“During high school, I never had to do very much to get decent grades, so I had a lot of free time. This was not the case in college. I was required to constantly study — something I didn’t realize until a year into college.”

~Christopher Semanson, Senior in Electrical and Computer Engineering, University of Michigan-Dearborn

  1. Create your system. In high school,you could count on teachers, parents or coaches to keep you on track. In college, your success depends on creating your own system to do the same thing. The truth: If you fail to plan, you plan to fail. Need organizational strategies? Make a list of goals that keeps you focused. Use a calendar that tells you to write the first draft of your paper Saturday. Set a beeper on your phone that reminds you to hit the sack so you can do well on your test tomorrow. Get it together now or prepare to get lost. It doesn’t matter whether it’s a paper planner or a digital PDA. What matters is that you create something that you’ll use every single day. If you struggle with this, as most of us do, find someone who’s good at it and ask for advice.
  2. Take charge. From groceries to electric bills, you’re responsible now. Asking mom to schedule your dentist appointment doesn’t cut it anymore. Even if you’re still living at home, do your own laundry. Why? Because the leadership skills you learn managing your life are the same skills you’ll need to take on every other challenge college throws at you. You’ll need to lead your own academic plan from choosing a major, to choosing courses, to making sure your credits are awarded and you’re on-track to graduate. Get used to asking lots of questions; everyone is figuring this stuff out, but the most successful students are the ones who keep asking others for advice until they understand what they should do.

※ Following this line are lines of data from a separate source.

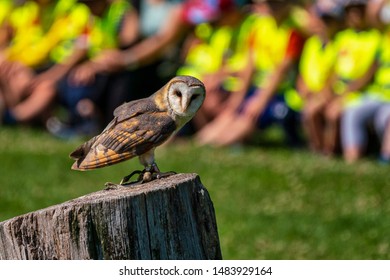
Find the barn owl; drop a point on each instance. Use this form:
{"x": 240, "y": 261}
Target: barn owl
{"x": 140, "y": 126}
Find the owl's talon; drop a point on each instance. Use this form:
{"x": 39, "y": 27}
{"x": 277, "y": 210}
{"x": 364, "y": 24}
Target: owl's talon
{"x": 127, "y": 178}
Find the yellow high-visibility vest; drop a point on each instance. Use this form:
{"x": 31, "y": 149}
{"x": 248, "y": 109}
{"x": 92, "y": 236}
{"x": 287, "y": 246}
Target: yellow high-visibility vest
{"x": 222, "y": 46}
{"x": 317, "y": 62}
{"x": 356, "y": 53}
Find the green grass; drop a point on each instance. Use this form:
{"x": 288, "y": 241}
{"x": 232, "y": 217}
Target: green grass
{"x": 271, "y": 203}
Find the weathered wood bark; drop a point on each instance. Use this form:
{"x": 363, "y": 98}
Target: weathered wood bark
{"x": 171, "y": 218}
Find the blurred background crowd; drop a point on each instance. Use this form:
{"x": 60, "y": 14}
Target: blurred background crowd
{"x": 318, "y": 69}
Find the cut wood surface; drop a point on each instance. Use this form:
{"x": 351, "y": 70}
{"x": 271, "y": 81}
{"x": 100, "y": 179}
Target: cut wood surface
{"x": 171, "y": 218}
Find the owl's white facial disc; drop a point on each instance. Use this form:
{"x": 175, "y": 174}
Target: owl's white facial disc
{"x": 185, "y": 100}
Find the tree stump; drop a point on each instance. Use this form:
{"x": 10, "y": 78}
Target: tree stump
{"x": 171, "y": 218}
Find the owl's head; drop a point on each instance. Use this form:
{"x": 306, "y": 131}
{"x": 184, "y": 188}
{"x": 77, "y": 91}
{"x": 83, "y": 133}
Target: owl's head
{"x": 185, "y": 96}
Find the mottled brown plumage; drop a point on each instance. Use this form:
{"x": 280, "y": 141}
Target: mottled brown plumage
{"x": 140, "y": 126}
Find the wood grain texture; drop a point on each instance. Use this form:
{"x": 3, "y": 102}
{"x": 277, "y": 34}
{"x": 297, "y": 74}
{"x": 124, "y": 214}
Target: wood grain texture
{"x": 171, "y": 218}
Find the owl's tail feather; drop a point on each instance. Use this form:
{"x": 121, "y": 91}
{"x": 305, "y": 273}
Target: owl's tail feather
{"x": 81, "y": 152}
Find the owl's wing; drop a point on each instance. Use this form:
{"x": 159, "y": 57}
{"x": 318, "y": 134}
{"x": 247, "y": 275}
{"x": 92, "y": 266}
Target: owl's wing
{"x": 128, "y": 135}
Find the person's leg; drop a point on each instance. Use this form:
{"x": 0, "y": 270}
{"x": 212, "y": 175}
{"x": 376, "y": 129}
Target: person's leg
{"x": 354, "y": 134}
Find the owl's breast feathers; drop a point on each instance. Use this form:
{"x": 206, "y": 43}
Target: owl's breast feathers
{"x": 137, "y": 127}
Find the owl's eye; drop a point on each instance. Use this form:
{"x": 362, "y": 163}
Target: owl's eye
{"x": 177, "y": 93}
{"x": 193, "y": 97}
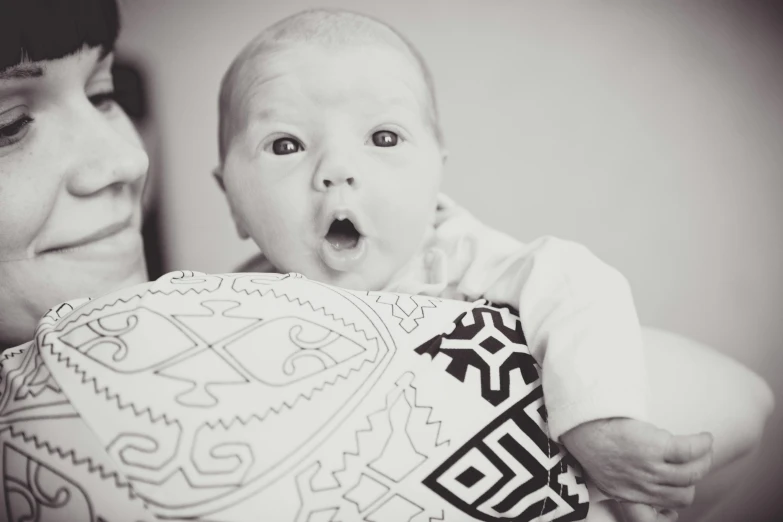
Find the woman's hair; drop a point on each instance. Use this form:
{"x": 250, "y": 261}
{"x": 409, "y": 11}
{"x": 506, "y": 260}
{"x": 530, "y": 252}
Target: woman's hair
{"x": 37, "y": 30}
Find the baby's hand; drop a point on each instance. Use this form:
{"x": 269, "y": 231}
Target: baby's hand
{"x": 635, "y": 462}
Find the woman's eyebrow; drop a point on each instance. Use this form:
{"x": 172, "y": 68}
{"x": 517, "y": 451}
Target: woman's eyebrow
{"x": 21, "y": 72}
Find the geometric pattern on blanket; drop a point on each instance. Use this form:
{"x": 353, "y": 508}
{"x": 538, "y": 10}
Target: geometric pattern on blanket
{"x": 263, "y": 396}
{"x": 511, "y": 469}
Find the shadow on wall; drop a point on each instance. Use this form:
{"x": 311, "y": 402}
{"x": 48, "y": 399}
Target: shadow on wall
{"x": 130, "y": 87}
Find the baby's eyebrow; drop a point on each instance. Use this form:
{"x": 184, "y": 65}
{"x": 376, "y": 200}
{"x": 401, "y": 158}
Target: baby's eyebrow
{"x": 22, "y": 71}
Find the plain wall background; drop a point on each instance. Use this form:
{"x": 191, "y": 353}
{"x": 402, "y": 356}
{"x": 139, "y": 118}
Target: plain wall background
{"x": 652, "y": 132}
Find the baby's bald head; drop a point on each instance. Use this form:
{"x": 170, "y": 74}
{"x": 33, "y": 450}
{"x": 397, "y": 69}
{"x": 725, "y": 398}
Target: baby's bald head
{"x": 325, "y": 28}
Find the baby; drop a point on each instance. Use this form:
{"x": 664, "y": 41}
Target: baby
{"x": 332, "y": 158}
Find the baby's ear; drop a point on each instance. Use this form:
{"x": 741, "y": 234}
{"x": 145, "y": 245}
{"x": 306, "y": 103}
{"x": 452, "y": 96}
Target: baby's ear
{"x": 217, "y": 173}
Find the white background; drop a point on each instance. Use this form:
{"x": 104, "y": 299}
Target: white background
{"x": 650, "y": 132}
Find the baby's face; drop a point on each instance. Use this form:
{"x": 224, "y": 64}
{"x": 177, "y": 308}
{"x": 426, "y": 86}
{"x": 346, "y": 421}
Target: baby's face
{"x": 335, "y": 171}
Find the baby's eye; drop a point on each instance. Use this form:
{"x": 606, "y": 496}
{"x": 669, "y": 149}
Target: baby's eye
{"x": 104, "y": 101}
{"x": 385, "y": 139}
{"x": 283, "y": 146}
{"x": 14, "y": 131}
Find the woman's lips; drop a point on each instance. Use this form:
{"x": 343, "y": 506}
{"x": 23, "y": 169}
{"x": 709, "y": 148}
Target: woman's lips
{"x": 102, "y": 234}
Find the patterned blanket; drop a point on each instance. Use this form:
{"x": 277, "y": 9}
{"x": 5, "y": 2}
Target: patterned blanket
{"x": 272, "y": 397}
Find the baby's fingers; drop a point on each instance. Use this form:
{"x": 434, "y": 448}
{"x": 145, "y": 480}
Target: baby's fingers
{"x": 632, "y": 512}
{"x": 686, "y": 448}
{"x": 686, "y": 474}
{"x": 672, "y": 497}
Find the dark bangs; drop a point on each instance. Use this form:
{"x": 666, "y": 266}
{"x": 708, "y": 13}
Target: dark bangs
{"x": 37, "y": 30}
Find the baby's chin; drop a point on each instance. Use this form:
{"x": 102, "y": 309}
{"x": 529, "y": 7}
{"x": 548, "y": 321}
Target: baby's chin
{"x": 360, "y": 280}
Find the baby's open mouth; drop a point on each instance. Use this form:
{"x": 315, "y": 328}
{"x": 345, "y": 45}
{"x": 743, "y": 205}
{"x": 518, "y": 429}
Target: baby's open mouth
{"x": 342, "y": 234}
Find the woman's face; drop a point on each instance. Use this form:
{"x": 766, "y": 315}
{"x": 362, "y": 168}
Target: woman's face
{"x": 72, "y": 171}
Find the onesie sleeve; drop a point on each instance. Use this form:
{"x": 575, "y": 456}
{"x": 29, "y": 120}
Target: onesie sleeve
{"x": 577, "y": 313}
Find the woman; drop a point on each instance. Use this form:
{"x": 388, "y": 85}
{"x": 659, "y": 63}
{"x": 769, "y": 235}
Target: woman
{"x": 72, "y": 171}
{"x": 71, "y": 164}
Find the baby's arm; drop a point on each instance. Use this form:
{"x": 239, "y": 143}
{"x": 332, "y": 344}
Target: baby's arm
{"x": 580, "y": 324}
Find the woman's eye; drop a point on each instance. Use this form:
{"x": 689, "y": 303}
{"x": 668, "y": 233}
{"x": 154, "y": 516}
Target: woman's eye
{"x": 385, "y": 139}
{"x": 14, "y": 131}
{"x": 283, "y": 146}
{"x": 104, "y": 101}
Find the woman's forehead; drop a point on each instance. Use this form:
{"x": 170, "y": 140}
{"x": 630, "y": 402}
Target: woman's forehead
{"x": 42, "y": 30}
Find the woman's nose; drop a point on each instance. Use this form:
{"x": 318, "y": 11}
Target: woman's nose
{"x": 106, "y": 156}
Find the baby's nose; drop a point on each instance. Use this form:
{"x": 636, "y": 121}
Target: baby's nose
{"x": 334, "y": 180}
{"x": 331, "y": 174}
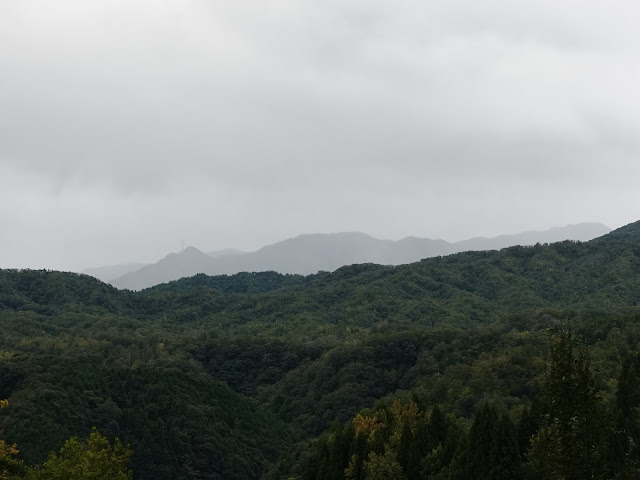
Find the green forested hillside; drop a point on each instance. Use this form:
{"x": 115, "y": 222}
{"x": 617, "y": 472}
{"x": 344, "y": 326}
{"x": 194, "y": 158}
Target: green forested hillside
{"x": 234, "y": 376}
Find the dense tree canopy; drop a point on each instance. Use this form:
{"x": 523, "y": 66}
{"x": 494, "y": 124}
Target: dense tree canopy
{"x": 439, "y": 369}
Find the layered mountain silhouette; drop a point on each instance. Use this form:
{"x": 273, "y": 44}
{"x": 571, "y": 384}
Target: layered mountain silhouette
{"x": 311, "y": 253}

  3. Invest time on task. Would you spend a thousand dollars on a concert ticket and then not show up? Yet that’s what some students do with their classes, before dropping out altogether. If you’re going to invest in an education, make sure you don’t throw away your money. You can handle the workload, but not with rotten study habits. The biggest factor in how much you’ll learn is time on task. Students who succeed attend every class unless they’re sick. And for every credit hour of class, they block out two hours to study on their calendar. That means 15 credit hours will need an extra 30 hours of focused study time per week. Time spent multi-tasking on the cell phone and YouTube doesn’t count because your brain can’t absorb as much information when it’s distracted. Figure out when you’re sharpest during the day and schedule study time then.
  4. Treat homesickness. Symptoms include running home every weekend, hanging out with old friends at the expense of meeting new ones, and a very big phone bill. Seriously, leaving home is an enormous step, and even commuting signals a basic change in your life. All major life changes bring growing pains. Give your new world a chance. Spend at least as much time there, if you can, as you do at home. If you’re lonely, keep a journal. Homesickness is like many other diseases; it can be cured, in time, if you treat it.